Dr. Sivaprasad advises hospitalists that to be effective in patient safety efforts means being a problem solver, highly empathetic, sensitive to others, and above all, extremely patient. But results often emerge slowly.
“You must have several things brewing at once because if certain programs’ changes are taking time, you need to complete the loop on something else,” she advises.
The Ideal Candidate
Of the 20 fellows Dr. Shulkin has mentored, about half were older and more experienced than he was. Reflecting on the successful fellows and those who benefited less makes him think the distinction of experience and age is less important than the individual’s personality.
“What is important is the personality and motivation and self-directedness of the fellow,” says Dr. Shulkin. “This is a very autonomous fellowship. One of the pluses and minuses of working with senior executives is that they are very busy; they don’t have time the way traditional academic program directors or residency directors do to think, ‘Where are my fellows and what are they doing?’”
Those who will get the most out of this type of experience know how to be delicately assertive yet drive their own agendas.
To Drs.
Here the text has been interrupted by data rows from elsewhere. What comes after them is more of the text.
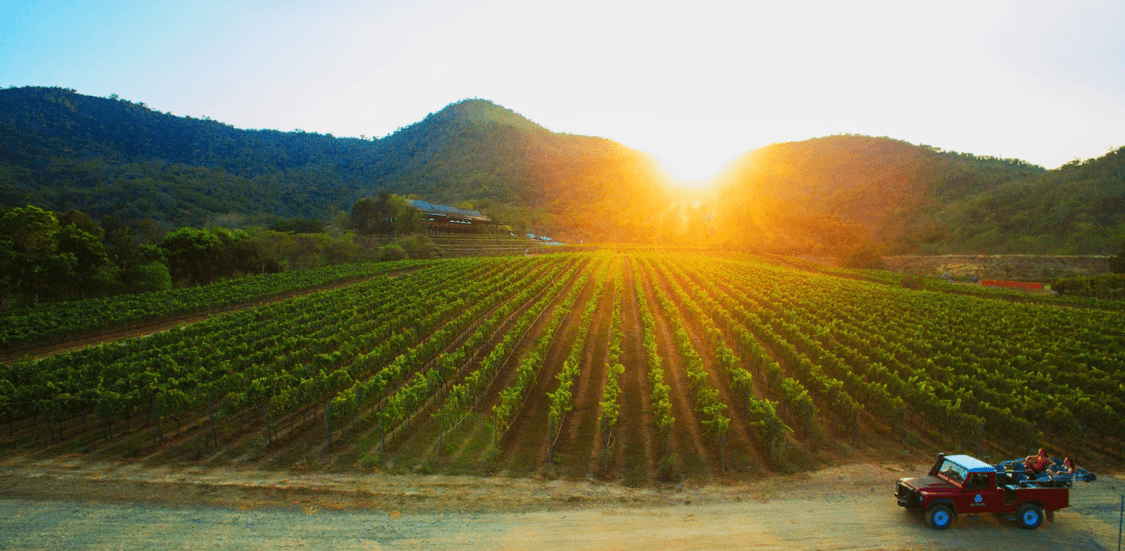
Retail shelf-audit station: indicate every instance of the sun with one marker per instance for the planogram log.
(687, 170)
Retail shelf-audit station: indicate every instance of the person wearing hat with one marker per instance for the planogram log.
(1038, 463)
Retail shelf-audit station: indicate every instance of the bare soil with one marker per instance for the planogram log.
(69, 503)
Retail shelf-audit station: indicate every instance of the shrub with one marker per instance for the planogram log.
(392, 253)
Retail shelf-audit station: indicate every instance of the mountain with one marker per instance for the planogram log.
(834, 195)
(842, 191)
(61, 150)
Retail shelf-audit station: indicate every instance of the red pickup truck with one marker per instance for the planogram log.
(965, 485)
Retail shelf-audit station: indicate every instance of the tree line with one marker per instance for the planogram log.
(48, 255)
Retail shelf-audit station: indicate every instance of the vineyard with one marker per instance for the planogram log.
(636, 366)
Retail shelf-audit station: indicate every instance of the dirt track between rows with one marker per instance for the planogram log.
(66, 503)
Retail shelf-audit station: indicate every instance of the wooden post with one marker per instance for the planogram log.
(269, 430)
(441, 430)
(100, 422)
(327, 419)
(155, 413)
(210, 414)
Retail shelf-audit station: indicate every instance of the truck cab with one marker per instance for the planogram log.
(965, 485)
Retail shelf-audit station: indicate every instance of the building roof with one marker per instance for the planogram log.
(446, 210)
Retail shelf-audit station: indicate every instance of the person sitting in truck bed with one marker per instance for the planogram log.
(1038, 463)
(1068, 468)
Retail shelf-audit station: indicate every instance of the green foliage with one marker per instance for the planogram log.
(298, 226)
(1110, 287)
(1117, 263)
(392, 253)
(41, 256)
(419, 246)
(199, 256)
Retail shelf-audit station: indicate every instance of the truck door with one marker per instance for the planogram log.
(983, 496)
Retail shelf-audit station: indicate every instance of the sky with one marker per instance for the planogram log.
(693, 83)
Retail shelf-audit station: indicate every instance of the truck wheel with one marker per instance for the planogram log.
(1029, 516)
(939, 516)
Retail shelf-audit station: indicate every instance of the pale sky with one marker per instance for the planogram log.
(694, 83)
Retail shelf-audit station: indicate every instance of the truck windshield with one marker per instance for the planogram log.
(953, 471)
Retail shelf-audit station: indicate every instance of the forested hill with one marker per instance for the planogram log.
(61, 150)
(840, 191)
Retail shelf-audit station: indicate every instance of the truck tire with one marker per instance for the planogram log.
(1029, 515)
(939, 516)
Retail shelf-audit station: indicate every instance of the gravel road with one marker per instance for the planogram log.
(821, 511)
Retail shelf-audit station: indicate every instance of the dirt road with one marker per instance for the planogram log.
(59, 504)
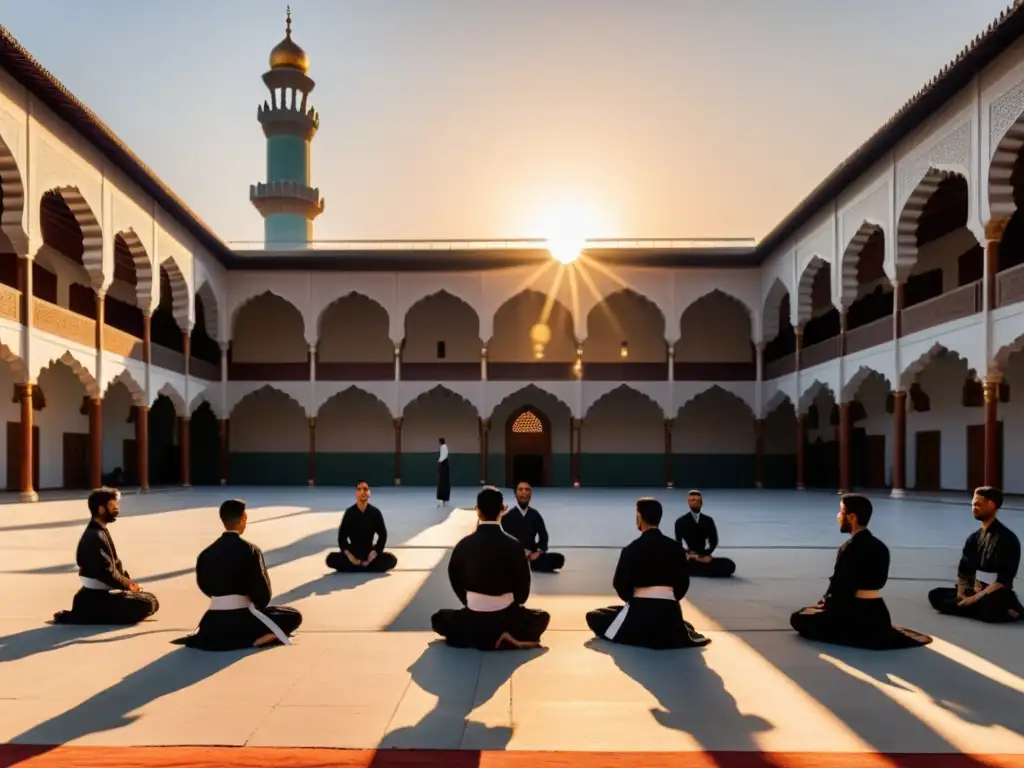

Shulkin and Bernard, a good patient safety leader is naturally curious about what makes healthcare organizations tick. The ideal candidate has an appreciation for hospital financing and the science behind physician behavior change, and the capacity to be a good listener. The trainee also needs to put aside his or her ego while transitioning from a physician in charge to stepping back into the student role to learn the new language and environment.
—David Shulkin, MD, chief executive officer, Beth Israel Medical Center, New York City
Where to Begin
The institution sponsoring the development of the patient safety officer is just as important as who that candidate is.